Recorded & Publishing

Titan Schallplatten: Schlagerspezialist mit Expansionsdrang

Die 1988 gegründete Firma Titan Schallplatten ist vor allem im Bereich der Schlager- und Unterhaltungsmusik aktiv. Statt sein Repertoire wie viele etablierte Firmen im Zuge der Absatzkrise zu reduzieren, will Inhaber Toni Bunte im nächsten Jahr mehr Produktionen herausbringen.

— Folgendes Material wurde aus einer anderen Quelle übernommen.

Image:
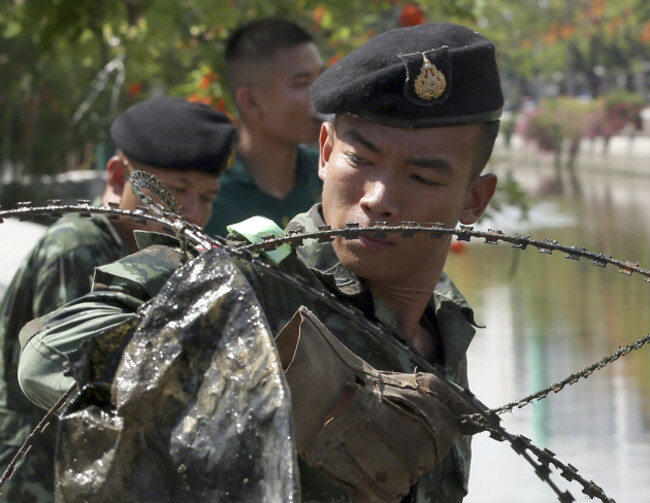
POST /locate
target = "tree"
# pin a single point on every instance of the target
(70, 65)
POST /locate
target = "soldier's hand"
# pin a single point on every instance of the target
(374, 431)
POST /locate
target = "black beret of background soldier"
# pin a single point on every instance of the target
(416, 116)
(171, 132)
(186, 145)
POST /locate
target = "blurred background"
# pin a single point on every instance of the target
(573, 158)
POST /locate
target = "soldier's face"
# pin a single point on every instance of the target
(374, 173)
(283, 107)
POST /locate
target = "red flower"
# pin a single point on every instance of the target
(220, 104)
(411, 15)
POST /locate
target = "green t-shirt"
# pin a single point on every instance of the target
(240, 198)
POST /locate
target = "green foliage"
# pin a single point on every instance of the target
(51, 50)
(557, 119)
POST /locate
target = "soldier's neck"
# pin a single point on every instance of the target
(407, 304)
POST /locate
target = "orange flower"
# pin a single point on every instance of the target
(411, 15)
(197, 98)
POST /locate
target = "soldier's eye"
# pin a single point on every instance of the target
(354, 159)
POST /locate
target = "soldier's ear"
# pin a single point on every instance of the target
(117, 174)
(326, 143)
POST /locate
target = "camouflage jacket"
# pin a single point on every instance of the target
(58, 269)
(122, 287)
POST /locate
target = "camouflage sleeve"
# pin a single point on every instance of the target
(119, 290)
(66, 278)
(66, 257)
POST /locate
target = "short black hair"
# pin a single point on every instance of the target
(259, 40)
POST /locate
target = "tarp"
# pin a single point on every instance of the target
(198, 409)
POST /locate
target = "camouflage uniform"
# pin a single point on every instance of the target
(58, 269)
(125, 285)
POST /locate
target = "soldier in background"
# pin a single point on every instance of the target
(198, 406)
(270, 65)
(187, 146)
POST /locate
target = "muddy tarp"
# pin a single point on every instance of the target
(198, 409)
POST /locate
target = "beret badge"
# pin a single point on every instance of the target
(431, 82)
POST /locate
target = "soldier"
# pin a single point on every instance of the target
(197, 408)
(270, 66)
(187, 146)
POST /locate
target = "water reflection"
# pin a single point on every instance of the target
(547, 317)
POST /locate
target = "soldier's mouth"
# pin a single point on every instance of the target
(374, 243)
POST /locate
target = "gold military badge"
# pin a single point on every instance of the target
(431, 82)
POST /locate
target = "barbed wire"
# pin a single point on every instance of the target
(190, 234)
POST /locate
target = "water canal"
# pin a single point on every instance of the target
(547, 317)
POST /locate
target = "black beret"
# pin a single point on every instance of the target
(171, 132)
(436, 74)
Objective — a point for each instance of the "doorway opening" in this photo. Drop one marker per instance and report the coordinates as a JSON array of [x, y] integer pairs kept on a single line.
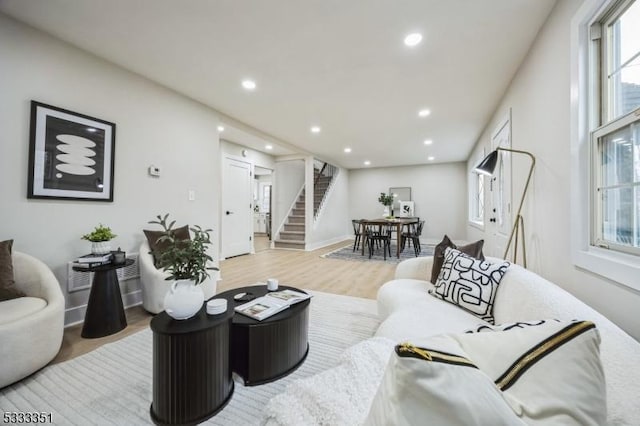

„2002 werden wir deutlich mehr Tonträger veröffentlichen als in den zurückliegenden Jahren“, erklärt Toni Bunte im Gespräch mit musikwoche.de. „Es sind bereits sehr viele Produzenten aus Deutschland auf uns zugekommen, die ihre Künstler oder Titel bei den etablierten Plattenfirmen nicht mehr unterbringen können.“

Zu den erfolgreichsten Produkten bei Titan Schallplatten zählt seit Jahren die Compilation-Serie „Playback“s – Superstars und ihre Hits“, von der inzwischen über dreißig Ausgaben vorliegen. „Zusammen genommen haben wir von allen Ausgaben inzwischen über eine Million Stück verkauft“, berichtet Bunte. „Das ist einfach ein Artikel, der sehr oft kopiert worden ist. Aber außer uns ist damit keiner so richtig glücklich geworden. Diese Compilations sind für uns eine sehr gute, kontinuierliche Umsatzschiene.“

Die ersten Erfolge feierte Titan bereits kurz nach der Gründung 1988 mit dem Titel „Zu verkaufen ein schneeweißes Brautkleid“ von Jürgen Renfordt. Danach folgten die ersten deutsch-deutschen TV-Sampler, verwirklicht in Zusammenarbeit mit den Machern der Sendungen „Ein Kessel Buntes“ und „Achims Hitparade“. Auf ihnen waren erstmals Interpreten aus Ost- und West-Deutschland vertreten.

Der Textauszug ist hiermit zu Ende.